Natural Gas is at $4 which was an unbreakable resistance that turned the price down last year. Actually, the price broke over $4 on Wednesday but pulled back on Thursday and is hovering slightly below $4 right now. Check out our chart of most liquid May future contract:
So what now? Will the last year turnaround repeat? Or is natural gas ready for the long-awaited rally? Let’s take a look at COT analysis. Producers positions made a sharp move down and are currently near the 3 year low:
This is bearish. And managed money positions are confirming it as they broke the 3 year high:
However, if we look at more relevant relative COT positions it’s obvious there were even more escalated situations in the past:
Nevertheless, the COT is strongly suggesting natural gas is ready for a correction. No doubt about that. But maybe you still don’t feel comfortable shorting natural gas. And it’s understandable. NG is getting a lot of media attention lately as an energy source of the future. Shell wants to build natural gas stations for trucks. The Chinese company, ENN Group Co Ltd, is planning the same. There are also plans to build LNG terminals for shipping natural gas to Japan and elsewhere. These things will boost the demand for US natural gas.
But don’t forget the supply side of the game. Shale gas will be probably the biggest energetic and economic game changer in the first half of the 21st century. But enough talk. I have here a historical continuous price chart for Henry Hub natural gas:
Yes, there is a lot of space to the upside. But when you look closely you’ll notice that NG has done 100% from its low of $2. Despite this, I still think it has more upside than downside potential. The main reason is that NG has already made a large correction near $3 which is nearly 50% from last year’s peak of $4. And the established bull trend seems to be strong. The natural gas price crashed in 2008 and has been out of favor of investors ever since. I think it’s time for this to change.

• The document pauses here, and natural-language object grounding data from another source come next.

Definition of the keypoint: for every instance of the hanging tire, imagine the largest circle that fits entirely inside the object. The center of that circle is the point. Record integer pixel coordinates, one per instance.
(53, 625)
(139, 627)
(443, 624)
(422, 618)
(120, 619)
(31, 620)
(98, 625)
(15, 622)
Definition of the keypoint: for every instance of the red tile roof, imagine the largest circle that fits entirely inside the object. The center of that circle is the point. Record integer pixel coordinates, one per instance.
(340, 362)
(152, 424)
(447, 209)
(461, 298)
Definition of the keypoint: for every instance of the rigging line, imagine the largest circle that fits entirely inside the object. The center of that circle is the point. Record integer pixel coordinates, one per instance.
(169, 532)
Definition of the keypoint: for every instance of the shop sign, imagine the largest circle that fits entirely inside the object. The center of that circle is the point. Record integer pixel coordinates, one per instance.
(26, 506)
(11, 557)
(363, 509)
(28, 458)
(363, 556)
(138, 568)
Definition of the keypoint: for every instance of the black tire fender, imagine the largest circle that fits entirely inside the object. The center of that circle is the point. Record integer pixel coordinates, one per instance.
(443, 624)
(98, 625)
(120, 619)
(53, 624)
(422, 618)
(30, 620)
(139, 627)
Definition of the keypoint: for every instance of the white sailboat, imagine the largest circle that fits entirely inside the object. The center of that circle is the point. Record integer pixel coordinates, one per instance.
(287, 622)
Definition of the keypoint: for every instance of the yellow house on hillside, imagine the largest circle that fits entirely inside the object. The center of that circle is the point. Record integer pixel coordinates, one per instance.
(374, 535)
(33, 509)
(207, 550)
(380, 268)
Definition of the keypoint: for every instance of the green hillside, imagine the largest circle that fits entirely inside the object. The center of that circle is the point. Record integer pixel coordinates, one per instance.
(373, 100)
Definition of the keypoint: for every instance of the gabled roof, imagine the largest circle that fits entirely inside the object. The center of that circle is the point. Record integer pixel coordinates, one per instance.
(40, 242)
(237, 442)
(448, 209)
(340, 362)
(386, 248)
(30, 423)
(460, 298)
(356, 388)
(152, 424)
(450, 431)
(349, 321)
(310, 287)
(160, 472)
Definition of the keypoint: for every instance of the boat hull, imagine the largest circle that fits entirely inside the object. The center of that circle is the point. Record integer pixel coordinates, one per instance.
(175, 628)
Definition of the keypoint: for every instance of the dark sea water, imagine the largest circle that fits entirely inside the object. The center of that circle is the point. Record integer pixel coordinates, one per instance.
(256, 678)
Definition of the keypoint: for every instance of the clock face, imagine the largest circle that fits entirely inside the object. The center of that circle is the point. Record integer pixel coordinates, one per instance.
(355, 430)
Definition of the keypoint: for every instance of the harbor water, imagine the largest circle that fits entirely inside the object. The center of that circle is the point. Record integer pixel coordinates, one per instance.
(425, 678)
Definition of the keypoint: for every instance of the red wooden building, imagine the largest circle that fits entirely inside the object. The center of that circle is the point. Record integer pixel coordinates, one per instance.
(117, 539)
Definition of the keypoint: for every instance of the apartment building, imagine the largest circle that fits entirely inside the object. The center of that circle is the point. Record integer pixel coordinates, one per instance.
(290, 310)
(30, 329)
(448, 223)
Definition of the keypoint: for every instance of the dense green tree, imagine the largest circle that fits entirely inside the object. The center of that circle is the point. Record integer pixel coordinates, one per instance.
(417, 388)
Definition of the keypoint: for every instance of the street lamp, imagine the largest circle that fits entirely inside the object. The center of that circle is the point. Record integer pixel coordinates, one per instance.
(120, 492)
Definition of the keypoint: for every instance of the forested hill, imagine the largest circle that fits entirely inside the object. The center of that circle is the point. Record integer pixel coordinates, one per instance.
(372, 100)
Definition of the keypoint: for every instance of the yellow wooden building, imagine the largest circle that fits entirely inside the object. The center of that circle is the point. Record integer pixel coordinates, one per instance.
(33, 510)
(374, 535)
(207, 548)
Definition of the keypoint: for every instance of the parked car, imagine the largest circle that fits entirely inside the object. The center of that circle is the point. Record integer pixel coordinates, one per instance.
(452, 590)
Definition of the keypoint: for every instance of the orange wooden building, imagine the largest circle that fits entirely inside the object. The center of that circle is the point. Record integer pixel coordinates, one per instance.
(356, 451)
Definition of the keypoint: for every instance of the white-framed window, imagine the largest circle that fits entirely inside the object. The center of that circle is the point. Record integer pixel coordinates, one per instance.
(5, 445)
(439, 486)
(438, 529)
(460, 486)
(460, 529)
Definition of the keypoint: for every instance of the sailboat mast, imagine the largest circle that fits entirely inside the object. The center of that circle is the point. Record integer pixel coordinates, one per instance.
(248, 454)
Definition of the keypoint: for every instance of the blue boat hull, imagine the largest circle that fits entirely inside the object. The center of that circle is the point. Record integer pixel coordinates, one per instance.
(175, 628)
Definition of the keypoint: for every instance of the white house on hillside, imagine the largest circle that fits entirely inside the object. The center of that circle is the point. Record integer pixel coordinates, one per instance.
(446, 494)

So would I go long now? Well, definitely not. The main reason is the COT, which sends a clear message. Because in the end, nobody knows which side of the market will win. Whether demand (cheap and ecological fuel of the future) or supply (shale gas). So the hard data is what I prefer. And by the way, the seasonality is also speaking for the correction. We are exactly at the time when natural gas inventories shall reverse course and start rising. And that’s not good for the price at the moment.